The ability to control block sizes (and reblock data when transferring it) was exceptionally useful for working with tape devices and other specialized media that required writes to be of particular fixed sizes, and also helps for performance and reliability
reasons with flash devices.

While the kernel device representing flash media can often take writes of arbitrary sizes, it is common for the underlying device to work only in full blocks, often of somewhat larger sizes (4KB or larger). To do a partial write, the flash device must extract
the current contents of the full block, modify them with the input data, and flash the whole block back. If a device uses 4KB blocks, and you write to it in 512-byte blocks, each device block gets rewritten eight times for a single copy. This is bad for the
device's longevity, and also bad for performance. (A 512-byte write of the same file was half as fast on the flash card I used.)

关于块的大小
该命令的output有点神秘（诚实地讲，该命令的input也一样）。当 dd 运行的时候，它以“records”的形式拷贝数据，即，默认是512字节的块；而上面的命令则定义了一个16KBytes大小的块（dd 的理解是 16 * 1024）。
dd 命令首先以块的形式报告拷贝的数据的量；加号+之后的数是拷贝的partial块的数目。在这个实例中，因为1536688并不是快大小的倍数，文件中剩下的字节就作为一个非完整的块独立地进行读取（和写入）。对于大部分的现代的设备而言，该信息是无害的，而对于调试比较老的设备的问题，该信息却是很重要的。
在与tape设备以及其他要求固定大小写入的介质而言，控制块大小的能力（在传输中对数据重分块）是尤其有用的，对与flash设备的交互，该能力也帮助提升了性能和稳定性。
而表示为flash介质的内核设备经常可以进行任意大小的写入，对于相关设备而言，仅工作在块模式是很普遍的，经常有更大的大小（4KBytes，或者更大）。为了进行非完整的块的写入，flash设备必须提取出整个块的当前的内容，用输入数据来修改该块，然后再将整个块写回。如果设备使用4KBytes的块，而你以512字节的块对它进行写入，对于一个单一的拷贝，每一个设备块就需要写8次。
对于设备的寿命而言，这可不好，对于性能也无益。（相同文件的1个512字节的写入，也就是我所使用的flash卡的速度的一半。）

Booting the kernel
Booting the kernel is simple enough. Set the jumper for an SD boot, put the card in the system, and power it up. If you started with a blank card, this produces a predictable result:

Kernel panic - not syncing: VFS: Unable to mount root fs on unknown-block(1,0)

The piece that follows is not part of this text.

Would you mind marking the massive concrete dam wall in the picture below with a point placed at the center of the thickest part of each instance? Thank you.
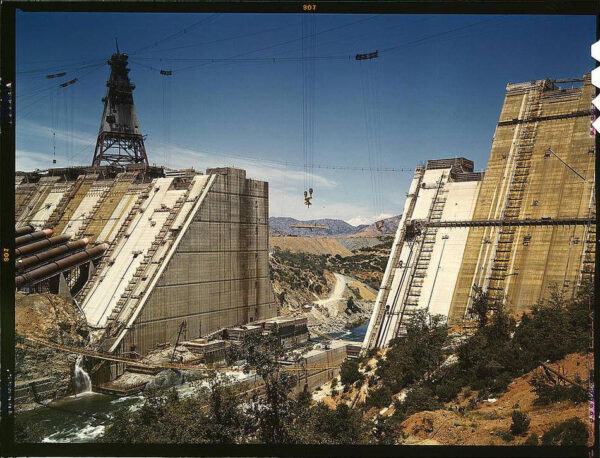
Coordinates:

This cryptic message indicates that the kernel has been unable to find its root filesystem. That means it's about time to create one.

启动内核
启动内核也是简单的可以。设置跳线为从SD启动，将SD卡插入系统，启动系统。如果以一个空的SD卡启动，会得到下面这样一个可预期的结果：

Kernel panic - not syncing: VFS: Unable to mount root fs on unknown-block(1,0)

该神秘信息指出，内核不能找到它的根文件系统。这意味着，是时候创建一个 root file system了。